Group Permissions not working as expected

[el_tigro]

I'm using the Openvpn Access server appliance (version 2.1.3) on AWS.

I set "Should VPN clients have access to private subnets" to "No".

I created a group called "admin" and added the following to the Access Control section:
10.0.0.15/32
10.0.0.159/32
10.0.0.163/32
10.0.0.236/32

I then created a user "user" and set its group to "admin".
I have not added anything to access controls for this user.

After connecting to the vpn I expected the routing table to contain entries based on the group ACL but there were none (Only the default gateway route is created).

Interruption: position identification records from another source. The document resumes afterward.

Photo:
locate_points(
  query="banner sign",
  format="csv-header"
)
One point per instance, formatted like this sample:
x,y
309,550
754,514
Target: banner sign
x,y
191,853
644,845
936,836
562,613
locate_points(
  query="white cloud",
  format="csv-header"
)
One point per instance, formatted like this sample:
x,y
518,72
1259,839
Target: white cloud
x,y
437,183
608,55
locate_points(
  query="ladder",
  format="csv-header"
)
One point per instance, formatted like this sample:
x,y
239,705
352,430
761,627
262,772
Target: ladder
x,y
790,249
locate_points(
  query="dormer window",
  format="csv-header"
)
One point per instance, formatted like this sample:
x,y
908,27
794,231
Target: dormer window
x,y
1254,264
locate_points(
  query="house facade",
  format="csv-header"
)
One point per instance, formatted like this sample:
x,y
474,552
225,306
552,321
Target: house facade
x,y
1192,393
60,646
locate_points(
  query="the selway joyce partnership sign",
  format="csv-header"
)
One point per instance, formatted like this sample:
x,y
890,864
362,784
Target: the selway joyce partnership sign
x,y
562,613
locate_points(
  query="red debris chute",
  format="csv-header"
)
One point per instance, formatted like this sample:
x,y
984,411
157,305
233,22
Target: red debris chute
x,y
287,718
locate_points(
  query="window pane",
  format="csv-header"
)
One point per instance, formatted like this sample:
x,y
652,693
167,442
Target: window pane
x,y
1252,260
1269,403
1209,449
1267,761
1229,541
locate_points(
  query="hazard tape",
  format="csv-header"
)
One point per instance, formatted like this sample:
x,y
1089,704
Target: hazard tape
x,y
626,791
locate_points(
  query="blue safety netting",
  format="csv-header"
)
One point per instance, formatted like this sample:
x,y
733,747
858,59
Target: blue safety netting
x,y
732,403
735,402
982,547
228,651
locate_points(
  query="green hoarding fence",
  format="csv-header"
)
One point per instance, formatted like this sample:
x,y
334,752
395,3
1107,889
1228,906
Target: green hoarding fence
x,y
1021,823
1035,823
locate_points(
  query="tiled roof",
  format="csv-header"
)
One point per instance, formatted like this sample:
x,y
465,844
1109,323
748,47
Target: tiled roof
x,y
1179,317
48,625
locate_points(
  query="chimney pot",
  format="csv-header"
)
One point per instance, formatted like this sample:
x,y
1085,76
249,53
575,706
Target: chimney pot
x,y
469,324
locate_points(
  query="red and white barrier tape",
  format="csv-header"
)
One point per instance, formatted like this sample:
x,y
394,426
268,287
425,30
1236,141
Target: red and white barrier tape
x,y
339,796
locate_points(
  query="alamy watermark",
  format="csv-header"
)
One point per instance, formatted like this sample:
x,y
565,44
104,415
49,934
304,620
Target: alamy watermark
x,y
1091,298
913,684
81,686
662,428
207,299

I then added "10.0.0.0/32" to the ACL of "user" and updated the running server and "user" automatically reconnects to the vpn with the routing table containing all the entries from the group ACL.

Note: It seems that any entry added to the "user" ACL (could have used any ip instead of 10.0.0.0/32) triggers the group ACL to be applied.

On a related note, switching a user's group and updating the server doesn't always trigger a reconnect for the user (even though the ACL for each group is different).

Is this a bug?

[akinnard]

I am seeing the same issue. Any updates on this?

[novaflash]

I assume the group 'admin' has the admin flag set on it. Does the user assigned to the group admin have the admin flag set as well? I am guessing it does not. Try adding it and test again.

[akinnard]

I did that and it did not work. The user is able to login to the admin site just fine, but can't access any of the servers.

[tex_wrex]

Did you ever find a solution?

I am facing a similar issue where the networks set at the group permissions level are not overriding the defaults...

[novaflash]

> I am facing a similar issue where the networks set at the group permissions level are not overriding the defaults...

It's not supposed to. Access is additive. Subnet access set under VPN Settings will be accessible to all users and all groups. Subnet access set under group permissions will be accessible to all users in those groups, and includes access to the global setting under VPN Settings. Subnet access set in user permissions will be accessible to those users, and if they are in a group the group subnets will be accessible too, and if a global setting is set under VPN settings, access to those subnets is possible as well.

Putting an admin user in a non-admin group can mess things up a bit though, so don't do that.

[MCDefense]

Hello All,

I ran into this issue as well. I fixed it by adding the subnet I want that user to be able to access in the user 'Access Control' sections and putting the subnet in the field 'Allow Access To' these networks.